Tesco workers to get £98m share windfall
SUPERMARKET giant Tesco is to award more than 207,000 staff with £98 million worth of share bonuses.
The company's Shares in Success scheme provides staff with free shares worth the equivalent of 3.6 per cent of their annual salary, up to a maximum of 3,000.
This year's payout, confirmed in the company's annual report published today, comes after a record year for the firm, which saw profits smash through the 3 billion barrier for the first time.
All staff who had been with Tesco for at least a year at the end of February, from checkout workers to store managers, are entitled to the bonus.
Shares are held in trust for five years and then can be sold by employees on a tax-free basis.

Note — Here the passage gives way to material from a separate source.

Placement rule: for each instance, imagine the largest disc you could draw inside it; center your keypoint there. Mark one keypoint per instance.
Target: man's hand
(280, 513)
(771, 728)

Around 66,000 staff who have held shares in the scheme since 2004 also today become eligible to sell the 37m of shares they were awarded five years ago.
The bonus haul is a record for Tesco, the UK's biggest private sector employer, and are in addition to the 238m paid last year to management and staff through incentive and share schemes, including 21m of pay and bonuses to the executive board led by chief executive Sir Terry Leahy.
Tesco, which employs around 1800 staff in Edinburgh, said in the annual report that executive director salaries were increased by an average of 5.4 per cent from July 1, 2008.
Sir Terry received a bonus worth 250 per cent of his 1.37m salary, as well as benefiting from share schemes.
He already owns more than 5m ordinary shares in the firm, which are currently worth more than 17.5m.
In its annual report, Tesco said: "Tesco has a stable and successful management team, and motivating that team at senior levels to deliver yet higher levels of performance is vital to our ongoing success.
"We believe our incentives should support the continued progress within the existing business, the strengthening of our returns from the International business and new retail lines as well as the creation of significant new businesses."
Last month, Tesco said pre-tax profits surged by 8.8 per cent to 3.13bn in the year to the end of February on the back of a 13.5 per cent increase in revenues, to 59.4bn.
It had noted a shift by consumers towards its Discounter line, which it brought in to compete with strong competition from budget supermarket chains like Lidl and Aldi.
However, despite its recent profit and revenue figures, its rate of profit growth has slowed from the 11.8 per cent increase posted a year ago to 8.8 per cent.
It said UK like-for-like sales increased by 3.4 per cent in the first six weeks of the new financial year, with total sales excluding petrol up 12 per cent, helped by a "strong" international performance.